Relative frequency (%) of SSR type in the Saccharina japonica assembly genome by number of repeats. The graph is based on a total of N = 11,973 genic SSRs detected in 58 Mbp genomic coding sequence

Among the 57 primer pairs we designed, 32 easily amplified DNA, producing discrete, clear agarose gel electrophoresis bands (Fig. 2). Of these, 26 loci displayed polymorphism among the 55 S. japonica individuals tested (Fig. 3). The number of alleles per locus ranged from 2 to 7, with an average of 3.46, which is lower than the 5.7 average number of alleles per locus Liu et al. (2010b) reported for S. japonica EST-SSR loci. Saccharina japonica breeding strategies have included selecting only desirable individuals with excellent economic traits as seedlings, whereas others are discarded. Therefore, we propose that the lower allele count average that we found in this farmed population may be caused by the continuous artificial selection of desirable economic traits during the domestication process, further increasing allelic losses, reducing genetic diversity, and losing genetic resources (Liu et al. 2012).
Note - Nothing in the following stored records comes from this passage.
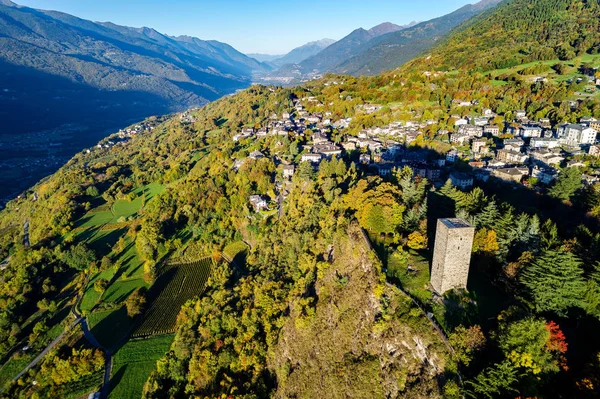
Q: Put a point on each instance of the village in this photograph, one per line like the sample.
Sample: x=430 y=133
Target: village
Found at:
x=523 y=152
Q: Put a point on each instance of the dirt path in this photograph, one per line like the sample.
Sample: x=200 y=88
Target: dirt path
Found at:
x=46 y=350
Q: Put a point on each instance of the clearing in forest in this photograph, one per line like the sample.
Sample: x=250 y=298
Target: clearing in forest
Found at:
x=133 y=364
x=177 y=284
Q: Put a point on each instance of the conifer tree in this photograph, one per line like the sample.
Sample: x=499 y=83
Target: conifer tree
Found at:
x=555 y=282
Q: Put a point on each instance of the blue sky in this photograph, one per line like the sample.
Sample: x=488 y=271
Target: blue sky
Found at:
x=264 y=26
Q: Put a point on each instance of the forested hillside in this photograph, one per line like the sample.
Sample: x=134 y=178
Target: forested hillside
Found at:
x=521 y=31
x=395 y=49
x=319 y=270
x=65 y=81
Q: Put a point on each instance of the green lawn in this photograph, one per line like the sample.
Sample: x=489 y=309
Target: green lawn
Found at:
x=109 y=326
x=13 y=367
x=91 y=296
x=88 y=228
x=84 y=386
x=94 y=219
x=131 y=264
x=133 y=364
x=121 y=289
x=176 y=284
x=414 y=281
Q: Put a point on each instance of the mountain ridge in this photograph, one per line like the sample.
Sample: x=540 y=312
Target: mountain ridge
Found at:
x=394 y=49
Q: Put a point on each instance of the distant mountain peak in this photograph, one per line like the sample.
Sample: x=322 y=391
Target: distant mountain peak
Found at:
x=322 y=42
x=382 y=29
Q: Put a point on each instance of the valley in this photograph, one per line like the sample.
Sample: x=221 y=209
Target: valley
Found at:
x=423 y=227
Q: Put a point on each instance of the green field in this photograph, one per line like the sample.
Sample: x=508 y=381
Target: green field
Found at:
x=572 y=68
x=84 y=386
x=175 y=286
x=415 y=281
x=89 y=227
x=131 y=264
x=109 y=326
x=91 y=296
x=119 y=290
x=133 y=364
x=14 y=365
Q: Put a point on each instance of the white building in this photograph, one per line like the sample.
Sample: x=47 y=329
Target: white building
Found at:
x=575 y=134
x=461 y=180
Alternatively, continuous inbreeding may also play a similar role after a few generations of repeated use (Shan et al. 2011). Either way, this highlights the need for protecting, managing, and utilizing the limited natural S. japonica resources still available during its continued cultivation. Additionally, the lower polymorphism level seen in this study may be due to the influence of different motif repeat lengths or repeat types. In Brassica, the polymorphism level of microsatellite markers for penta- and hexanucleotide repeats was significantly higher than that for mono- to tetranucleotide repeats (Shi et al. 2014). However, no study has yet shown a strong relationship between microsatellite marker polymorphism level and motif length. The 26 polymorphic loci we found had observed and expected heterozygosities varying between 0.128–0.652 and 0.130–0.676, respectively (Table 1). After adjustment by Bonferroni correction, significant deviation from the Hardy–Weinberg equilibrium was detected at two of our SSR loci (ZpsjE-20 and ZpsjE-53), probably also the result of the samples being from a cultivated population. There was no evidence of significant linkage disequilibrium except for markers ZpsjE-1 and ZpsjE-16, which were strongly linked (P < 0.0002).

Fig. 2
figure 2

Agarose gel electrophoresis of PCR products by 10 novel Saccharina japonica trinucleotide genic SSR markers. Lanes110:ZspjE37, 38, 40, 41, 44, 45, 49, 53, 54, 57; each primer pair was used to amplify DNA from two sporophyte individuals

Fig. 3
figure 3

SSR pattern of 55 Saccharina japonica individuals amplified by SSR primer ZpsjE-10

A preliminarily assembled and annotated S. japonica genome enabled us to identify a large numbers of genic SSRs with sufficiently informative flanking sequences in a highly efficient manner. The novel genic SSR markers we developed in this study are sufficiently variable for population diversity analyses. These markers will be valuable tools for the conservation and management of S. japonica germplasm resources, and for further genetic studies, including parentage analysis, linkage mapping, and marker-assisted breeding. Furthermore, the S. japonica draft genome was reported recently (Ye et al. 2015). This will enable us to map our genic SSRs on the genome and determine positional relationships between the genic SSR markers and functional genes. The existence of genic SSR markers linked to quantitative traits that can be easily scanned and identified will greatly facilitate genetic breeding research in Saccharina.